In support of a significant water-quality initiative, the state of Massachusetts recently awarded a $950,000 grant to Barnstable County to provide assistance to Cape Cod communities as they develop plans to restore local waters to levels that meet state water-quality standards.

Last June, Gov. Charlie Baker certified the Water Quality Management Plan for Cape Cod — also known as the “208 Plan” named for a section of the federal Clean Water Act — that was developed by the Cape Cod Commission. The plan examines the causes of water-quality issues on Cape Cod and provides options for communities to consider and new planning tools to use in making decisions about potential solutions.
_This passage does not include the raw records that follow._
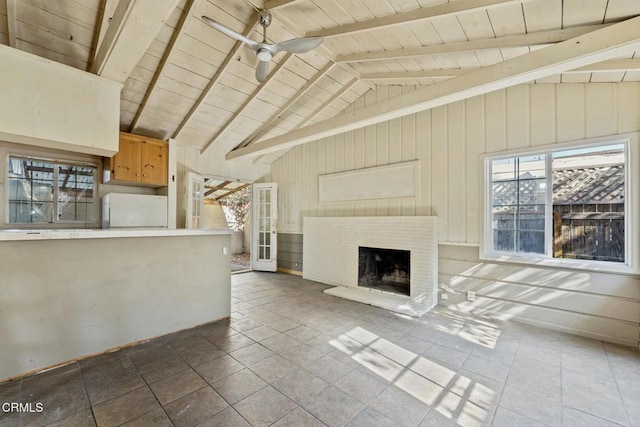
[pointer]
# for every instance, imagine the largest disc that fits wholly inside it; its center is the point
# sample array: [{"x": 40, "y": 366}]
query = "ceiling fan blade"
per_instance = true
[
  {"x": 301, "y": 45},
  {"x": 229, "y": 32},
  {"x": 262, "y": 70}
]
“Nitrogen pollution is one of the most significant challenges facing Cape Cod waters, affecting not only the Cape’s natural resources, but the economy and water quality,” Gov. Charlie Baker said. “Through this grant to help communities implement the 208 Plan, we are pleased to empower Cape Cod towns with resources to develop local solutions.”

The 208 Plan calls for communities to develop watershed reports by July 1. This recent funding will support the county and commission’s efforts to provide planning tools, technical assistance and monitoring needed to create effective plans, according to state officials.

The grant is being provided to Barnstable County to support the following efforts:

Cape Cod Water Quality Monitoring program ($250,000). Barnstable County, through its Water Protection Collaborative, will use a combination of state and county funds to conduct a comprehensive monitoring program to provide valuable baseline data on Nantucket Sound, the east side of Buzzards Bay and Cape Cod Bay water quality. The data will enable scientists to track changes, analyze trends and evaluate the overall condition of those waters.

Watershed Team Technical Assistance ($700,000). The program will support the Cape Cod Commission’s efforts to assist communities in meeting a June 30 deadline for developing watershed reports consistent with the 208 Plan.

“Cape Cod's future, and everything we cherish about it, depends on protecting and improving our water quality,” Sen. Dan Wolf, D-Harwich, said. “This is an important next step in accomplishing that crucial goal.”

Section 208 of the Clean Water Act requires the state to designate “waste management agencies” to develop and implement wastewater plans to meet water-quality standards. Recognizing local communities’ central role in developing the most cost-effective, locally based solutions, the state reaffirmed the designation of Cape Cod’s 15 municipalities as the waste management agencies responsible for implementing the 208 Plan.